Quote Originally Posted by Lullapie View Post
Another accelerant to high house prices is the availability of cheap money. Before I bought my first house, it was nearly impossible to get a mortgage (indeed credit of any kind). Then as the years have gone on, every mailer is an attempt to lend people more money.

I remember having to struggle to get my first mortgage because I was a business owner, plus being 22 years old didn't help either. There were no self-certificating mortgages then.

When my girlfriend (now wife) and I eventually managed to get a mortgage, the interest rates were really high. It was a form of financial slavery, but if you wanted to get on in life, the first thing to do was to buy your own bit of the world.

I was made to sign up for an endowment mortgage at 16 and had three, by the time I bought my first house. The Co-Op insurance salesman must have loved coming around our house.

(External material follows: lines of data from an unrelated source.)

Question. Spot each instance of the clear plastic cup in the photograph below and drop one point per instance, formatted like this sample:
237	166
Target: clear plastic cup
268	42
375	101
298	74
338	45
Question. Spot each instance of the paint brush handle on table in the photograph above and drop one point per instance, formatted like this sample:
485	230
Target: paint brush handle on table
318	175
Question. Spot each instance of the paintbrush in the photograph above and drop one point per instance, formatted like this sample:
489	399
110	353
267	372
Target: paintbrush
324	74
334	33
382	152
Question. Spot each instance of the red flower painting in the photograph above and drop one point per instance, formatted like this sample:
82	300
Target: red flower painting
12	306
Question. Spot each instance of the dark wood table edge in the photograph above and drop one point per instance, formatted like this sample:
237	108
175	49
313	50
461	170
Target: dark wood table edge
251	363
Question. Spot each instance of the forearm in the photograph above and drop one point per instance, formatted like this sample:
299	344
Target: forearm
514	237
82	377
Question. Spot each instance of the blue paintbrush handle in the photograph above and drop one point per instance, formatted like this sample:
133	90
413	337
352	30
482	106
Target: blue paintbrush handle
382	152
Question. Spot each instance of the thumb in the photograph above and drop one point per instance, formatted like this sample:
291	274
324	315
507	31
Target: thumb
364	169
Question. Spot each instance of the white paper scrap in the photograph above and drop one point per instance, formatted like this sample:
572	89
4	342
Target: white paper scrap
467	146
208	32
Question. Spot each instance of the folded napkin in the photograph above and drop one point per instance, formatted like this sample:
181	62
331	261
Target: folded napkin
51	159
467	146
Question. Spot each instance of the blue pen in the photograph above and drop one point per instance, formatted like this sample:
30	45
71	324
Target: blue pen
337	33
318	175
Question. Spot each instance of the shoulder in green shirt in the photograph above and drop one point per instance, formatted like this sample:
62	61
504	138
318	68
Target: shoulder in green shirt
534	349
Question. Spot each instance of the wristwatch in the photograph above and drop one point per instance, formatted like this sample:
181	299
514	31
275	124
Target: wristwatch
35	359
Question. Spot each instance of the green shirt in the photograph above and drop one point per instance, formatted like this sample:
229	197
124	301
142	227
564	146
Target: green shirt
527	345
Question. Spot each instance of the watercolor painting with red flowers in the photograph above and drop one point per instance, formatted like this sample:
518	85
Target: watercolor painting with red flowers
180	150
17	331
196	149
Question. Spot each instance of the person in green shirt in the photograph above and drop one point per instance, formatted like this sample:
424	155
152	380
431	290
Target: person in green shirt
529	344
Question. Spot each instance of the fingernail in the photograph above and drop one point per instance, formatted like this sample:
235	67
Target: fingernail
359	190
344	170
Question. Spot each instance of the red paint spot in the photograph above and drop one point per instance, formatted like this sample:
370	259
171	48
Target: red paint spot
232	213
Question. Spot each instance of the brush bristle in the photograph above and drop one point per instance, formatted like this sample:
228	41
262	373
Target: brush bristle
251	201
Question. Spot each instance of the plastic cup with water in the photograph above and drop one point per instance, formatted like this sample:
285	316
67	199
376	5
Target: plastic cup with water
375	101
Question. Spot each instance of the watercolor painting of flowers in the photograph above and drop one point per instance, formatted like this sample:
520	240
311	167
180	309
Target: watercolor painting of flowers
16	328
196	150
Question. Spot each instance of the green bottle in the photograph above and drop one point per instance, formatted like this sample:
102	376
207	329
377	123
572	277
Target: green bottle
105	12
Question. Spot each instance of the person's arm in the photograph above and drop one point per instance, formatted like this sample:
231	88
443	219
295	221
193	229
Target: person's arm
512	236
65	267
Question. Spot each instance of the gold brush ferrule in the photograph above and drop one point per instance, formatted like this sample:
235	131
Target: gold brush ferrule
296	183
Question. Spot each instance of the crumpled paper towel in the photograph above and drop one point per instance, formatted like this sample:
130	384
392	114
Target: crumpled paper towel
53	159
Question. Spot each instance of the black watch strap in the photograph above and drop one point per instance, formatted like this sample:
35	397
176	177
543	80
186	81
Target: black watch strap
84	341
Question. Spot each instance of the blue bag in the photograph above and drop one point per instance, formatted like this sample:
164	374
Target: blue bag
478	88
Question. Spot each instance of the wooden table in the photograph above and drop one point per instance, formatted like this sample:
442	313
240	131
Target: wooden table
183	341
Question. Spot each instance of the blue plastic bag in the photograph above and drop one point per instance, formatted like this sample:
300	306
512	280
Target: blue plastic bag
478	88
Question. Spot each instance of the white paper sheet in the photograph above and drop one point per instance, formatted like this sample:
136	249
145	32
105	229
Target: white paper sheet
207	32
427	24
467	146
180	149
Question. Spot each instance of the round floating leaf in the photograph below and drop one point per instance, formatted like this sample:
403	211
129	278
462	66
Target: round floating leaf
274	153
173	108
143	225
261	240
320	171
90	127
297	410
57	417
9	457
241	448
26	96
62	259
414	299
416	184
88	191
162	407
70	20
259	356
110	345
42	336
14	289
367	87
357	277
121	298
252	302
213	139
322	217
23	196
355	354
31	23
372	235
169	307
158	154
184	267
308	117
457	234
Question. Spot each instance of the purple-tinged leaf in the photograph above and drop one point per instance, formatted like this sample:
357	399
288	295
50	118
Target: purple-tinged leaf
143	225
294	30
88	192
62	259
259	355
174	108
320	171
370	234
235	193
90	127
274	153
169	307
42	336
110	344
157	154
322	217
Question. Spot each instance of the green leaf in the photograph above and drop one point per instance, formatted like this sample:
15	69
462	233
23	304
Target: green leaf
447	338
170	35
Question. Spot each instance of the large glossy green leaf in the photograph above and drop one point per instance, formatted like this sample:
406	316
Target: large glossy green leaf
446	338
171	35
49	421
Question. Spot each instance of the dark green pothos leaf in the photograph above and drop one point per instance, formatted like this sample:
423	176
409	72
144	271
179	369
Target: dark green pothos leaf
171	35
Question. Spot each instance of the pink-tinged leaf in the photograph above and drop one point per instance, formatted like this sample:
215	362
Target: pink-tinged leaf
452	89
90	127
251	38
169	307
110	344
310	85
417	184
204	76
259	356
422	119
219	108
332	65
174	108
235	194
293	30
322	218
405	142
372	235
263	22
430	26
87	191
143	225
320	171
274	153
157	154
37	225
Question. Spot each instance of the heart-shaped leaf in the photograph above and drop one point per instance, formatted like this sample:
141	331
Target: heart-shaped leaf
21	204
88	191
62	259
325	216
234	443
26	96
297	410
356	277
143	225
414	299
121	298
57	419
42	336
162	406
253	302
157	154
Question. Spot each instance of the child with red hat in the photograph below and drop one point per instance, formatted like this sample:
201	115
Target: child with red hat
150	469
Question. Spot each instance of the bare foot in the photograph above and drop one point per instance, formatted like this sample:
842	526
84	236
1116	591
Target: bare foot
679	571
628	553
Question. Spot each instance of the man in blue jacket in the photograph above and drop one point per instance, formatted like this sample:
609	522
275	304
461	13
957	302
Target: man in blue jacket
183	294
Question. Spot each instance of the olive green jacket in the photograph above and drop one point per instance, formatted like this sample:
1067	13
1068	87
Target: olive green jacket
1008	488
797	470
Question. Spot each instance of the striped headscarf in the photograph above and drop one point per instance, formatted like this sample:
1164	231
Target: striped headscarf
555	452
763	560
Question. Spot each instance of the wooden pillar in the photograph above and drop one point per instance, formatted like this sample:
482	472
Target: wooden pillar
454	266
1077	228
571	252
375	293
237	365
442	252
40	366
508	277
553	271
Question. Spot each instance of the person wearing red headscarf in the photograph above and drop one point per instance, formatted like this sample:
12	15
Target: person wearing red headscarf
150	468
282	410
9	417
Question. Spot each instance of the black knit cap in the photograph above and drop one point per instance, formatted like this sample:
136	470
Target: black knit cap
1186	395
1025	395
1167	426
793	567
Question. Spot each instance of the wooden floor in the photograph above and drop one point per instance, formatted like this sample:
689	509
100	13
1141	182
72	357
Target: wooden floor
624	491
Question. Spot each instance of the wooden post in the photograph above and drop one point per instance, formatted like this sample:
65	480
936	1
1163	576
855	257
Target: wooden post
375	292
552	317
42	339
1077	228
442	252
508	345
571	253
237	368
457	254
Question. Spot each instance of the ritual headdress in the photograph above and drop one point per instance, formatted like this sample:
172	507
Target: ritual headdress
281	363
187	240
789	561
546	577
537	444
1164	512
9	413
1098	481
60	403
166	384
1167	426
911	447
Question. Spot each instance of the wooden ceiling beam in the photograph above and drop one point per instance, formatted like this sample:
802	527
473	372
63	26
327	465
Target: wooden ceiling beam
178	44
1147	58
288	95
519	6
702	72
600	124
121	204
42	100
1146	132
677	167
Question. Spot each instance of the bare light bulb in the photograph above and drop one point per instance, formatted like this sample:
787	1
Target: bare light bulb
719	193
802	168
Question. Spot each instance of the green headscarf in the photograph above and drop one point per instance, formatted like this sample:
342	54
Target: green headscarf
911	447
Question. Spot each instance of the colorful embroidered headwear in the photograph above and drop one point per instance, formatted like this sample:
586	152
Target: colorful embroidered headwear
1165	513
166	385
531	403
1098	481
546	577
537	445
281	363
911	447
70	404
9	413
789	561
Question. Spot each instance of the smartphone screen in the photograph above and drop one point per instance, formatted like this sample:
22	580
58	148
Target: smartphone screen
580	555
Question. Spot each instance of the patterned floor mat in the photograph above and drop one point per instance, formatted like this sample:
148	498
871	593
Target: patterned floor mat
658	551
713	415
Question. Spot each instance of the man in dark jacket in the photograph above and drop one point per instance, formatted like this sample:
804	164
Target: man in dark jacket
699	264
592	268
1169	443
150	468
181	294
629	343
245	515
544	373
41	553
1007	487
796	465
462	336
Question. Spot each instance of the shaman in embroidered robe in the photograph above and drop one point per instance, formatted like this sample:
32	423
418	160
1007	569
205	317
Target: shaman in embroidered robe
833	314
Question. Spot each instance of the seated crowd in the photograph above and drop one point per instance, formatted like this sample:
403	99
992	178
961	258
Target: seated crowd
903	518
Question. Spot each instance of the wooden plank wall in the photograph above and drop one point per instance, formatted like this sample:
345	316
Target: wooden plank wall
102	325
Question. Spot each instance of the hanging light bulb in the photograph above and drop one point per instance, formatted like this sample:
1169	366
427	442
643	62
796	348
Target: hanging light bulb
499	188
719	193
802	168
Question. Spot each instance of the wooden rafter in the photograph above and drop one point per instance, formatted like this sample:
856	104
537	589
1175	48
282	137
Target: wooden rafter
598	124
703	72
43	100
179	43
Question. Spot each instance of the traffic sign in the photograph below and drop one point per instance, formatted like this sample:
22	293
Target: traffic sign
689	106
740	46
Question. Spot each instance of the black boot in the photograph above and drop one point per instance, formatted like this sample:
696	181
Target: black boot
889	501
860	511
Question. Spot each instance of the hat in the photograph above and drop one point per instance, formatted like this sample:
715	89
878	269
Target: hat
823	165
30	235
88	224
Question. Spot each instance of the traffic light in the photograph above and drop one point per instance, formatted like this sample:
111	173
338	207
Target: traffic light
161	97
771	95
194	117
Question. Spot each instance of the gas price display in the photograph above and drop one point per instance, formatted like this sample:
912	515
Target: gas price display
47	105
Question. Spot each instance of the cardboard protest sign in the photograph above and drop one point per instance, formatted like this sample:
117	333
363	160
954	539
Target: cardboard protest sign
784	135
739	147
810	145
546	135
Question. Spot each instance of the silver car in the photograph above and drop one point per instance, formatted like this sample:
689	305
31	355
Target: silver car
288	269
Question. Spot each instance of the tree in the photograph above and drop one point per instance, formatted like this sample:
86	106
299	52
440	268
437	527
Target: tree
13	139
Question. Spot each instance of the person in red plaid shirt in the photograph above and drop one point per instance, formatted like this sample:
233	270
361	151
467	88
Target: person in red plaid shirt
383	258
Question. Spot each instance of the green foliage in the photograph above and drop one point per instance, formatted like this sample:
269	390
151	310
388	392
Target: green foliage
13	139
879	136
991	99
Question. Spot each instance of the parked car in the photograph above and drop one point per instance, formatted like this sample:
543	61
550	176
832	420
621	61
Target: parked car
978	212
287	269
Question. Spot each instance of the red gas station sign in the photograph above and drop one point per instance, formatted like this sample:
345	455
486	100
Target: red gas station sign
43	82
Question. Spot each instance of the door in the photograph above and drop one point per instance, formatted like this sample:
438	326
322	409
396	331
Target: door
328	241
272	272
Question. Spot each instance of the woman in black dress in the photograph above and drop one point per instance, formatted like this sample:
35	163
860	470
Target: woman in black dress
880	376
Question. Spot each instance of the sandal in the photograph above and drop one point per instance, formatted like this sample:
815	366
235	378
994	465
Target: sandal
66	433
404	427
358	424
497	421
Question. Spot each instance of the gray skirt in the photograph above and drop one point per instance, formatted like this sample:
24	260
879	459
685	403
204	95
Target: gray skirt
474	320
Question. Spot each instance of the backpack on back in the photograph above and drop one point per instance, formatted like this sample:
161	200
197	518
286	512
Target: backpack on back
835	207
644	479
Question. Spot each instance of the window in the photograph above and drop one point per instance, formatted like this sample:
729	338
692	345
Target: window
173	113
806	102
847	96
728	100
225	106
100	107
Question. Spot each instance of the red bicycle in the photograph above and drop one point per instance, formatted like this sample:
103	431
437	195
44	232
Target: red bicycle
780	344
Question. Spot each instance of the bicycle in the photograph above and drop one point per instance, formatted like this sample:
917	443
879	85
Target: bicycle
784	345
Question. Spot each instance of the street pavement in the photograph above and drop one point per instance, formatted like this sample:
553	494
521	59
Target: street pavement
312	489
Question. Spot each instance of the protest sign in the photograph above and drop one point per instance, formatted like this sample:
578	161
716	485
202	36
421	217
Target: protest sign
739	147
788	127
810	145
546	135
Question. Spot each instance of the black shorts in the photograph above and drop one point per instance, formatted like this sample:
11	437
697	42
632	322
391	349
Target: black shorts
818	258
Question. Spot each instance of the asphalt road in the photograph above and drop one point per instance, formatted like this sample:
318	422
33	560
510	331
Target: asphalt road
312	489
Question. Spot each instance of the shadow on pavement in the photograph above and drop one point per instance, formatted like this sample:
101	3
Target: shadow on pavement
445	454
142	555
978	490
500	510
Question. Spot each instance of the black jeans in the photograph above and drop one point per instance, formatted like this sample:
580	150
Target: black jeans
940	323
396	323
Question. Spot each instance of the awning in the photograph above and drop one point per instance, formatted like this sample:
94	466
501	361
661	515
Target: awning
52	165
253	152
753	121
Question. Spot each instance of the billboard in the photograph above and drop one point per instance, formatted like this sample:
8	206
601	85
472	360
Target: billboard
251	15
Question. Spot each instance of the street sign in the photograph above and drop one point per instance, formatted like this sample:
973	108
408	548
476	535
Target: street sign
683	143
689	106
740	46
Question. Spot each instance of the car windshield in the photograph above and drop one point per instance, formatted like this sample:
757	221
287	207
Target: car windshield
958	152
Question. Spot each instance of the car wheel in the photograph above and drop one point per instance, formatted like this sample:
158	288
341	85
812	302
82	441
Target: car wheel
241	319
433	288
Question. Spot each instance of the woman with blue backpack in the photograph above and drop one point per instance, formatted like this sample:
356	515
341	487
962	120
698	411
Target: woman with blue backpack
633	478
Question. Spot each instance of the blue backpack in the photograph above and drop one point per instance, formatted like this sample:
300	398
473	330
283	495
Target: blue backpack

Cheap money is the root of many evils. Some people can handle it and indeed flourish with the availability of it, but the vast majority struggle and never really manage to unlock the shackles. We were never taught at school about financial responsibility and only by making mistakes or being lucky and having people close to you to educate you on personal finance, do we come to terms with it.
With the lure of it paying off your mortgage with a nice, hefty, bonus on top but, no mention that it depended totally on the success of the investment portfolio. This meant that not only were you not guaranteed that hefty, bonus, it wasn't guaranteed to pay up the mortgage either and in fact, I know a few people who had to remortgage to pay of the original loan because of this.